As former technical strategist for Lehman Brothers Fixed Income, I fully appreciate that fundamental research takes precedent in most quarters of the investment community, particularly within the equity world. However, with alternative investment managers, an understanding of major technical developments is important, and most like to keep abreast of the charts to help support other research and opinions. Therefore, I would appreciate sharing some recent developments for the USD that should have a major impact on the capital markets in 2008.
For purposes of this discussion, we are focusing on USD/CHF, as the Swiss Franc is the currency best correlated to gold prices. This article should help support the opinion that gold will continue to appreciate, supporting the related ETFs, as well as mining stocks in general. Some other negative implications for US assets can and should be considered as well.
Fundamentally, there are many factors that have contributed to the recent decline, already well known. USD/CHF has already lost -40% of its vlaue after reaching 1.8313 in 2000, trading just below 1.0900 as of this writing. While already a massive decline, I would argue that a larger bear trend for the USD is just beginning. The past 3 months of price action places the USD below chart levels set in 1995 and 2004, 1.1172-1.1286, breaking the low end of a very long term range. This suggests that a new major bear trend has just started.

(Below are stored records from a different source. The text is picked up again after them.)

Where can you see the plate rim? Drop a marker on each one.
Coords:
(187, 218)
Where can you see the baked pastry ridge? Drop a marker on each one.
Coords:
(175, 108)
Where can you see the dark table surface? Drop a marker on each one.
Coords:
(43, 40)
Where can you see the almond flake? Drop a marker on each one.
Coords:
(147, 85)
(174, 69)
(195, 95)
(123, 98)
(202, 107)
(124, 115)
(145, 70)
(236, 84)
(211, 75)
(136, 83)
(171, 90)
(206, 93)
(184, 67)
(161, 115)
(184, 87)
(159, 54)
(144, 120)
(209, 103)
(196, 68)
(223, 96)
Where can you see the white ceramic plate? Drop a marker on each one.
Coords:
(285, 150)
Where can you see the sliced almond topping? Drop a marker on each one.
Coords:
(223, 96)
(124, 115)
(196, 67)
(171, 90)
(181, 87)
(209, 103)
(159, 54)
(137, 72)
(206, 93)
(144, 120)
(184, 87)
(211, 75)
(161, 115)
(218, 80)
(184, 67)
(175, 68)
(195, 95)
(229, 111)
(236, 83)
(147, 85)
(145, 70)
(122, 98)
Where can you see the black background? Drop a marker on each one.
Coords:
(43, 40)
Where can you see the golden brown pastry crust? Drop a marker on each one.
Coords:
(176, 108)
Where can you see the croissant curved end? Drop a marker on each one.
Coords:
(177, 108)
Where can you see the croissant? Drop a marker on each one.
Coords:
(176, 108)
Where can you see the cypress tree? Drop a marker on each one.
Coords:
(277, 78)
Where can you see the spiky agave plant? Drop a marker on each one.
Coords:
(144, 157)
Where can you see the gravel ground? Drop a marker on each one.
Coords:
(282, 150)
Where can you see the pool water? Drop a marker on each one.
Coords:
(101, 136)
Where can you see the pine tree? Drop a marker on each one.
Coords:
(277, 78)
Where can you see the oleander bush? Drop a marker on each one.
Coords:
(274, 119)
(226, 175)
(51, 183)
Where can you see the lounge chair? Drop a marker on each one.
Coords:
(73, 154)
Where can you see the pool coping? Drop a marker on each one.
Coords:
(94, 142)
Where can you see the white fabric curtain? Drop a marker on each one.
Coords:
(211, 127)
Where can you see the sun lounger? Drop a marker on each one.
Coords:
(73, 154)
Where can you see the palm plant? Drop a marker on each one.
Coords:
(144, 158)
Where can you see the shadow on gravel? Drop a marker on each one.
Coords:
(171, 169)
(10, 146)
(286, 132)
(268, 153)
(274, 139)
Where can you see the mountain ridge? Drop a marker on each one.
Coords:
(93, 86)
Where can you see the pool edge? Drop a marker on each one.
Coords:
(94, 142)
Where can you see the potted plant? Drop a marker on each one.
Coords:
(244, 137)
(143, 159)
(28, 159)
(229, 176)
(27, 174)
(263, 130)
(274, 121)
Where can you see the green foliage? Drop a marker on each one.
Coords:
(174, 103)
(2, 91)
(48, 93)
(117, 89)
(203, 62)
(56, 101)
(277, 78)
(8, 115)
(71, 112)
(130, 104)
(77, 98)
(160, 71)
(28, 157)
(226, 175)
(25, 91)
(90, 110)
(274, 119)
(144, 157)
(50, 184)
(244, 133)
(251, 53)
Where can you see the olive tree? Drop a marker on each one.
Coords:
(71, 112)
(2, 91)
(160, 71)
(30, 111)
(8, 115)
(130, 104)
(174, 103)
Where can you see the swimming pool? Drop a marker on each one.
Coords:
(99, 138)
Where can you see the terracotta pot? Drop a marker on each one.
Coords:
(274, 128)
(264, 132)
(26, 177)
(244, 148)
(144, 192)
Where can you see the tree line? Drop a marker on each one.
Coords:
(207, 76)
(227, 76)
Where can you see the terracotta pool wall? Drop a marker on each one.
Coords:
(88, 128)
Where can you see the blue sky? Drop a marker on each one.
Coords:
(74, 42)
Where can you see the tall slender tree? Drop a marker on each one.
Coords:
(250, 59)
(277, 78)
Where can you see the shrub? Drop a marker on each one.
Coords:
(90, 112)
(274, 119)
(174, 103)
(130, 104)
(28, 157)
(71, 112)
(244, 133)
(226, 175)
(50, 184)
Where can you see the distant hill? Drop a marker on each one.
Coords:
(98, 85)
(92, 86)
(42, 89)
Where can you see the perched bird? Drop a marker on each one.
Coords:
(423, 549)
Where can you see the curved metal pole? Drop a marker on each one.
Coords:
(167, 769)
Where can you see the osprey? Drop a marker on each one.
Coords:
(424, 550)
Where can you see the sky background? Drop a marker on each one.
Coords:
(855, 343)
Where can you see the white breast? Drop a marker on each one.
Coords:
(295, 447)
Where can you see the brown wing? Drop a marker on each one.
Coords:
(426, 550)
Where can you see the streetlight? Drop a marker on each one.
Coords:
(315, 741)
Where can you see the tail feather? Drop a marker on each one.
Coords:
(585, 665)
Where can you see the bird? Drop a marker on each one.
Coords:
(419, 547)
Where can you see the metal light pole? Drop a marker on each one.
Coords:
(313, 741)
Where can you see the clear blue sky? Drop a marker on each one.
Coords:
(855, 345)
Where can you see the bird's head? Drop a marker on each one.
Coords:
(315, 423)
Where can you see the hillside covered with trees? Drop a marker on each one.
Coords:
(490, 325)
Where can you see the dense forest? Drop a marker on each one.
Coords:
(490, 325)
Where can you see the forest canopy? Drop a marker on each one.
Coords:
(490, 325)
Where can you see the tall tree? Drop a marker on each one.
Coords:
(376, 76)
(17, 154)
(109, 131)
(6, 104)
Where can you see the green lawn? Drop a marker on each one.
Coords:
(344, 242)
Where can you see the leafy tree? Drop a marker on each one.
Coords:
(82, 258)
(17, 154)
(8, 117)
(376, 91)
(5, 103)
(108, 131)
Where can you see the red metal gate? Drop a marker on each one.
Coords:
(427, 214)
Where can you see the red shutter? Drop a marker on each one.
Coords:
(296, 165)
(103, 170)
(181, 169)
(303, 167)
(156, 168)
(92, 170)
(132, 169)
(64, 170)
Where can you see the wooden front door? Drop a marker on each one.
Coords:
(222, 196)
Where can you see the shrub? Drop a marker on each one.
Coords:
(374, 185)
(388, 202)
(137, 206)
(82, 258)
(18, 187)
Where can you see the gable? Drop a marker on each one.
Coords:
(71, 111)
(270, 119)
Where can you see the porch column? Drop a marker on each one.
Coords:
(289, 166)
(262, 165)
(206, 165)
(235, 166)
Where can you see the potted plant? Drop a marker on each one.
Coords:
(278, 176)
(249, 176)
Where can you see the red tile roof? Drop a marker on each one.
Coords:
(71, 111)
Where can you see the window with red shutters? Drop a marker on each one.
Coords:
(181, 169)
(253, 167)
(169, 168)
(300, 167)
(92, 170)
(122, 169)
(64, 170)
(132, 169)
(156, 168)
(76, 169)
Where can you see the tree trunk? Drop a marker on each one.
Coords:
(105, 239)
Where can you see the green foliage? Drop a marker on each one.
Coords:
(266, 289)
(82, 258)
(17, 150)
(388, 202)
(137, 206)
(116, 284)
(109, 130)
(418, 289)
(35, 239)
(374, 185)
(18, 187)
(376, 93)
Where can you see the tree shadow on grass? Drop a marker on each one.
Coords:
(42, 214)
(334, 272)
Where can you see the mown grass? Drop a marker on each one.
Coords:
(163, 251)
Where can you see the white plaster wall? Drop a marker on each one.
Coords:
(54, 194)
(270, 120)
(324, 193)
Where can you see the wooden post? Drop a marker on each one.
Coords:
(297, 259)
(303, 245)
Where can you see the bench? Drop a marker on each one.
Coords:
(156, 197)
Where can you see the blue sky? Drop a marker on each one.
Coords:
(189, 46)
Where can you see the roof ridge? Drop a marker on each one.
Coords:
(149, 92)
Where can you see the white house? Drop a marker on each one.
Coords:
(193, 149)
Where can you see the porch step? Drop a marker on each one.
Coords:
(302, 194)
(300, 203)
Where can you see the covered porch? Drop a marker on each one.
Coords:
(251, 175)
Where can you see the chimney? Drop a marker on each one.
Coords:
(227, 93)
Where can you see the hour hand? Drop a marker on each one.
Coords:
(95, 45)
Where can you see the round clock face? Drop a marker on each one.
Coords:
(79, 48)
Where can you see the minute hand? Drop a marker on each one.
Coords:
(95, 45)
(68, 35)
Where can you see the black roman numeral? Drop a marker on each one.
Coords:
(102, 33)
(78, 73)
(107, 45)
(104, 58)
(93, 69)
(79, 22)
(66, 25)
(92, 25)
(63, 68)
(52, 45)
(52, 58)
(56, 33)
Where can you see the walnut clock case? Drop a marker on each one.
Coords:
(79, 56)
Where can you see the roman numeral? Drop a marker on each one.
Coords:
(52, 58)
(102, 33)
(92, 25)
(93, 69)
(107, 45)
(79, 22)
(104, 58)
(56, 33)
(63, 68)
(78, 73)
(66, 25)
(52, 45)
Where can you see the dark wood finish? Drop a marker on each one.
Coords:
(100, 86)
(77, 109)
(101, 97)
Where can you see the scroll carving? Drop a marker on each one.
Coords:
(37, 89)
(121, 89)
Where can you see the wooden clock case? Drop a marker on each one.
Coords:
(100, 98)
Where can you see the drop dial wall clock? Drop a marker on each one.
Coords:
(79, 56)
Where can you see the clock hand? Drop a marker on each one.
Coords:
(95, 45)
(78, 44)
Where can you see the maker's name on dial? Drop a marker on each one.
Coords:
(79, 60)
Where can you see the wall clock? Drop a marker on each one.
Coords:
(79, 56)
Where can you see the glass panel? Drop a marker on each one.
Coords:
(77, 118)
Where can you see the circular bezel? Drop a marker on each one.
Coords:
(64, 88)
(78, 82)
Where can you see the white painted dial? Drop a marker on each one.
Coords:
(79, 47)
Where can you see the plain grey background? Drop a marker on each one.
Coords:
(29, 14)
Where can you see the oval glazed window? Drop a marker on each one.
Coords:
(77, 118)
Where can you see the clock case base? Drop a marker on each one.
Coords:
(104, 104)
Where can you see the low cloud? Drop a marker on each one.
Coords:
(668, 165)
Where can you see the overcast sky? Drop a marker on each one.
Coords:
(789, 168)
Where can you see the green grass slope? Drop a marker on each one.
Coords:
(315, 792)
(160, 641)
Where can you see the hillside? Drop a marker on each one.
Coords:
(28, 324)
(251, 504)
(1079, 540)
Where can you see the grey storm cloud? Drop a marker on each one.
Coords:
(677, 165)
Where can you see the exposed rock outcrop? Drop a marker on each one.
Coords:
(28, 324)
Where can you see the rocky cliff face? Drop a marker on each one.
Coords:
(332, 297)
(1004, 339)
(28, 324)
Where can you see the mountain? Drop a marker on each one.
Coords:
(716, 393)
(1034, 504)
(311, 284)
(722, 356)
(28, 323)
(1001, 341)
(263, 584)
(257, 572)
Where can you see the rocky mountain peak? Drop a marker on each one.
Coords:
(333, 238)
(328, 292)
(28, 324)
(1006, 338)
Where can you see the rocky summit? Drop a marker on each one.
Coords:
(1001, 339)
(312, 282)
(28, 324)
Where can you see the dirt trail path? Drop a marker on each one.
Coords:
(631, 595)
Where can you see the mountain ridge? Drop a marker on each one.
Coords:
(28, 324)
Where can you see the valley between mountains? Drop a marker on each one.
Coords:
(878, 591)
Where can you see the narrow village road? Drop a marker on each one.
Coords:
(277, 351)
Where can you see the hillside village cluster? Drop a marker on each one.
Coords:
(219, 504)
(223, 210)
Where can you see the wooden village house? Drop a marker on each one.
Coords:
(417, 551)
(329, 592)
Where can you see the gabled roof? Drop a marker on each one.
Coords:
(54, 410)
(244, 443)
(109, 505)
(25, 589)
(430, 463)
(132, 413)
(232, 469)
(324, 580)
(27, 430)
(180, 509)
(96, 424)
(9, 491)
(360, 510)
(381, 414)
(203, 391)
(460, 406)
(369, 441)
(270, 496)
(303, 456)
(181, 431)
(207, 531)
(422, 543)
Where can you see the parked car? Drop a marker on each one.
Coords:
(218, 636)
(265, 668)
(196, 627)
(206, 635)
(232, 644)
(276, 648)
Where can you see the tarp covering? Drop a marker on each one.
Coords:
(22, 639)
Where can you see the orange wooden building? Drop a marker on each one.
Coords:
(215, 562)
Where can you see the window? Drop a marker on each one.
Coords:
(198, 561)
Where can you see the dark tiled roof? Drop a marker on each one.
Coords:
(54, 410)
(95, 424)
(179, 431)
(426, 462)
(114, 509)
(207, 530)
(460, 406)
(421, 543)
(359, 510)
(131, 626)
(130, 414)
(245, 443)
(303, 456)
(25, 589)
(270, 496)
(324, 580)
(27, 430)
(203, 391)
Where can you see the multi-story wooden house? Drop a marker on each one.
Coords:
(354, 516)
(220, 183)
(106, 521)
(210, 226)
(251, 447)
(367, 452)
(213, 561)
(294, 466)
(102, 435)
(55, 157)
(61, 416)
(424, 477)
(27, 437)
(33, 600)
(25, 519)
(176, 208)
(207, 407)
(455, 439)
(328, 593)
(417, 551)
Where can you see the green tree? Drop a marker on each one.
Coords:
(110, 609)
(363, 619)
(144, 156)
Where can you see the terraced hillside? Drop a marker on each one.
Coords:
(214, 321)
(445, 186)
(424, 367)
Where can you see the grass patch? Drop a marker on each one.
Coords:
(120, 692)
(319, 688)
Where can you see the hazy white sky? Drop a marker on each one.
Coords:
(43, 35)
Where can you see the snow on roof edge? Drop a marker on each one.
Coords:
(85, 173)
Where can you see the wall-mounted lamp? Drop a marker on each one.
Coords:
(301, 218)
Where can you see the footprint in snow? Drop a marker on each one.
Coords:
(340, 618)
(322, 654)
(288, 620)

The USD/CHF range is highlighted in a monthly chart here, USD/CHF Breaking Major USD Supports, having been largely in place since 1986. From a traditional technical perspective, a breakout of a range will achieve a measured target equal to the width of that range. The width of this range is 71 big figures for USD/CHF, a target that is unimaginable at this time. For now, I would suggest that a channel low targeting .8210 should be attainable in 2008. That is an additional decline of -25% for USD/CHF from current levels.